LOTUS/SLURM issues updatePosted on October 6, 2020 (Last modified on October 19, 2023) • 2 min read • 281 words
As you know we have recently seen some problems with the SLURM scheduler for the LOTUS batch processing cluster, with jobs remaining in the pending state for much longer than normal. This issue has been and remains a top priority for the JASMIN team to resolve. Here’s the current state of affairs:
• Today (Monday 5 Oct)
o Fair-share configuration has been adjusted to attempt to lower the priority of very large/long-running jobs (which were causing sections of the cluster to become blocked)
o An even mix of user ids is now being seen with running and pending jobs, implying that jobs are now starting to flow more normally, without being dominated by any one user.

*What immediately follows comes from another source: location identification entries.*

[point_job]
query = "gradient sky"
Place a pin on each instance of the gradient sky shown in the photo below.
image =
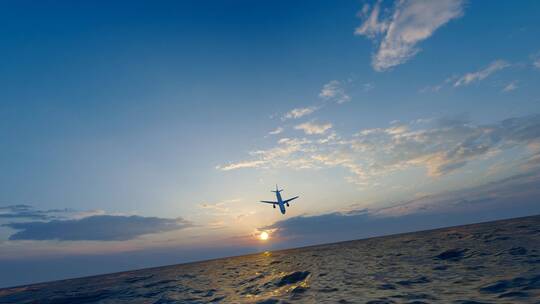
(141, 134)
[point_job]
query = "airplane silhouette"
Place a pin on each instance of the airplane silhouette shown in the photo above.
(282, 203)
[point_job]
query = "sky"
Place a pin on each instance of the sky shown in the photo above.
(142, 133)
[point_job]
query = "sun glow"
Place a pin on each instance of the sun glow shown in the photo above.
(264, 236)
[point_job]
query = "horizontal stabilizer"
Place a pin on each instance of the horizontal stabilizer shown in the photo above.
(286, 201)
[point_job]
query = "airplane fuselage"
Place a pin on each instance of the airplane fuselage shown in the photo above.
(280, 203)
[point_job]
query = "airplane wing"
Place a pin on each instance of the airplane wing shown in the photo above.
(286, 201)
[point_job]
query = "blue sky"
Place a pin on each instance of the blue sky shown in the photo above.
(167, 122)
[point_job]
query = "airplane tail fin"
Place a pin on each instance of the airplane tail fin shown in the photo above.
(277, 190)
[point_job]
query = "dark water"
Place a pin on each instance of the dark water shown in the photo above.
(497, 262)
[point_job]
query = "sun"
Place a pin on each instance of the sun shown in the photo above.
(264, 236)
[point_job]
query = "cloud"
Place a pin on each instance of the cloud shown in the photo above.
(398, 31)
(493, 67)
(219, 207)
(299, 112)
(368, 86)
(278, 130)
(510, 87)
(334, 91)
(311, 128)
(22, 211)
(441, 146)
(510, 197)
(95, 228)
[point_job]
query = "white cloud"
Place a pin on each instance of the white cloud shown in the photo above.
(407, 23)
(511, 86)
(299, 112)
(311, 128)
(368, 86)
(278, 130)
(240, 165)
(493, 67)
(441, 146)
(334, 91)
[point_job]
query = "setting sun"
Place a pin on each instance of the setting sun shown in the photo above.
(264, 236)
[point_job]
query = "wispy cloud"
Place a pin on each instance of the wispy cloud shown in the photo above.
(482, 74)
(299, 112)
(398, 31)
(95, 228)
(311, 128)
(536, 60)
(509, 197)
(441, 146)
(240, 165)
(511, 86)
(334, 91)
(22, 211)
(276, 131)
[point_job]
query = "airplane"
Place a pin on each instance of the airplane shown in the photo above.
(282, 203)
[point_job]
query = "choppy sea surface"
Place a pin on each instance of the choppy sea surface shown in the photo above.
(496, 262)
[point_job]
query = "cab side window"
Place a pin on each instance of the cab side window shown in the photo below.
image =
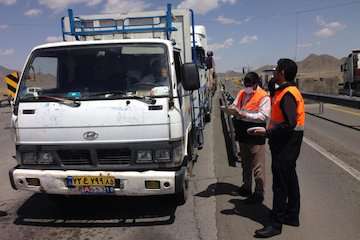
(178, 64)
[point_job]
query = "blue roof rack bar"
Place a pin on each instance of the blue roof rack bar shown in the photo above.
(62, 28)
(78, 28)
(193, 36)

o A fix to a storage client has been rolled out to some parts of JASMIN which fixes a write issue for some users (NB not necessarily related to scheduling issues)
• Thurs/Fri last week
o Clean-up of existing thousands of hung jobs
o 2 users in particular had issues with parallel write to storage, which were inadvertently causing wider disruption: users contacted/advised accordingly
• Following days this week (planned)
o Adjusting configuration of some queues to improve overall throughput (relevant user/groups will be contacted)
o Continuing rollout of storage client fix as started today. Affected machines (including some sci machines) may need rebooting.
For the time being, please refrain from submitting further helpdesk queries about the above issues, since some aspects of the plan are still to be implemented and may take some time to have the desired effect. However we will try and provide further updates over the following days.
Thank you for your patience and cooperation.